Une réforme complète de notre culture fiscale

Il est temps de changer de route 

La Belgique souffre d'une pression fiscale et parafiscale considérable. Pourtant, nous avons toujours un déficit public de 5 % du PIB. Les dépenses publiques sont donc trop élevées et doivent être réduites de toute urgence pour diminuer la pression fiscale. En outre, notre système fiscal souffre principalement de la pression fiscale record sur le travail et d’une sécurité juridique précaire. Notre pays obtient de bons résultats en termes de soutien (para)fiscal à la R&D et à l’innovation, mais ce soutien a été rongé de diverses manières au cours de la dernière législature. Enfin, la Belgique a également besoin d’une fiscalité verte pour s’engager pleinement dans la transition écologique.
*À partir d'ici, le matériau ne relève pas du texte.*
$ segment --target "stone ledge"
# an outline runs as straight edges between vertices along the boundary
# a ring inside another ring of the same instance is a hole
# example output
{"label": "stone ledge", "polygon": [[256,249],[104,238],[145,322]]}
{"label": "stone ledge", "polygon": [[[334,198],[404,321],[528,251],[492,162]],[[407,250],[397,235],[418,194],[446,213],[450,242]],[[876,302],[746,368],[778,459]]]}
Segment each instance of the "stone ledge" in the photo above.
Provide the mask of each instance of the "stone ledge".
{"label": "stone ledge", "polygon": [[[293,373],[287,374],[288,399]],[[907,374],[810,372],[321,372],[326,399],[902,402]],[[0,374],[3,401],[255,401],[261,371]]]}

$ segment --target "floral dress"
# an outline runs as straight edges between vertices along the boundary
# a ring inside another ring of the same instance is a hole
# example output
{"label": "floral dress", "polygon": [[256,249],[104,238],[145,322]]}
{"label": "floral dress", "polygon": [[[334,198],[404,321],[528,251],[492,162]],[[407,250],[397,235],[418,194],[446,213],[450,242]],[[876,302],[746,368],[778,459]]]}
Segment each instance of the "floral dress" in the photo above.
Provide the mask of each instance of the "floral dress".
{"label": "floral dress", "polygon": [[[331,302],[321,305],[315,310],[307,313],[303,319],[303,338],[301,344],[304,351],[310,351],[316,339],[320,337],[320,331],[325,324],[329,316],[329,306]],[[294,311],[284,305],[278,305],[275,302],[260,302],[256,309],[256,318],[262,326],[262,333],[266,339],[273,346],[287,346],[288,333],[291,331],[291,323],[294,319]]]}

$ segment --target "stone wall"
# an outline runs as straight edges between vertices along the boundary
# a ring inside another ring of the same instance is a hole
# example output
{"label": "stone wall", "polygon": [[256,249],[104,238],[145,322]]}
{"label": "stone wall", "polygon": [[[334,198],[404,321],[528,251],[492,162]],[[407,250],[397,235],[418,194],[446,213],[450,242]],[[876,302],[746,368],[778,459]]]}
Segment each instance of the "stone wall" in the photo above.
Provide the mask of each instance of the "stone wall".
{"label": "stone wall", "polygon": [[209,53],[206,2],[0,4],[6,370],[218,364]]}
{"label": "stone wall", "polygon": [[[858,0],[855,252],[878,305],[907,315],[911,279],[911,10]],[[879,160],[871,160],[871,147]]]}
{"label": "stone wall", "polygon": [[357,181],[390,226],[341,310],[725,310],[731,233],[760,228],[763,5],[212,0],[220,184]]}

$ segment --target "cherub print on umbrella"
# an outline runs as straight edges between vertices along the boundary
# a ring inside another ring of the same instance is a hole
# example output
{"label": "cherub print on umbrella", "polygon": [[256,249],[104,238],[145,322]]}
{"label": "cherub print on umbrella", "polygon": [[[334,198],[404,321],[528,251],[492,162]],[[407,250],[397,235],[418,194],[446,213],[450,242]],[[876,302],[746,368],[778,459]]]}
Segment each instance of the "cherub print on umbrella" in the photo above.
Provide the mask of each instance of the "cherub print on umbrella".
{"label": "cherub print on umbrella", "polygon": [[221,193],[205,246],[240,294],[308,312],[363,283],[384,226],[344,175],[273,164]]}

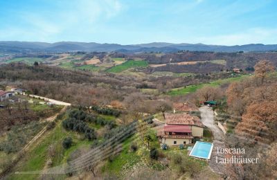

Pression fiscale problématique sur le travail

Selon de nombreuses organisations (internationales), telles que le FMI, l'OCDE ou le Conseil supérieur des Finances, la pression fiscale sur les revenus du travail dans notre pays est problématiquement élevée. En comparaison avec d'autres pays de l'UE, en Belgique, une personne ayant un revenu moyen sans enfants à charge supporte la charge fiscale la plus élevée. En effet, celle-ci dépasse la barre des 50 %. En d'autres termes, exprimé en pourcentage du coût salarial, plus de la moitié revient à l'État, ce qui constitue un désavantage compétitif significatif.

Une étude de la FEB montre que les revenus moyens et élevés en particulier doivent supporter des impôts déraisonnablement élevés. Les personnes qui ont les revenus les plus faibles (équivalant à 50 % du revenu médian, soit environ le montant du revenu minimum) sont celles qui conservent le plus de revenu net par rapport à nos pays voisins. La cause principale en est le bonus à l’emploi social et fiscal qui ne concerne que les bas revenus. Une analyse de la période 2001-2020 montre que sur 20 ans, le revenu disponible a fortement augmenté, en particulier pour les bas salaires (jusqu’à 16 % du revenu brut).

La pression fiscale étouffante sur les revenus moyens et élevés découle notamment du fait que les taux d'imposition marginaux sur le revenu en Belgique sont relativement élevés et augmentent rapidement à mesure que le salaire brut augmente. En outre, les cotisations de sécurité sociale ne sont pas plafonnées. Le graphique suivant (FEB) illustre cette situation.

Au cours de la dernière législature, une tentative a été faite pour inverser la tendance et réduire la fiscalité sur tous les revenus du travail en organisant un transfert de charge fiscale vers d'autres contributeurs fiscaux. Finalement, cela s'est révélé impossible. Pourtant, cela reste nécessaire, d’autant plus que la motivation d’une main-d’oeuvre talentueuse et instruite est de plus en plus importante pour notre compétitivité.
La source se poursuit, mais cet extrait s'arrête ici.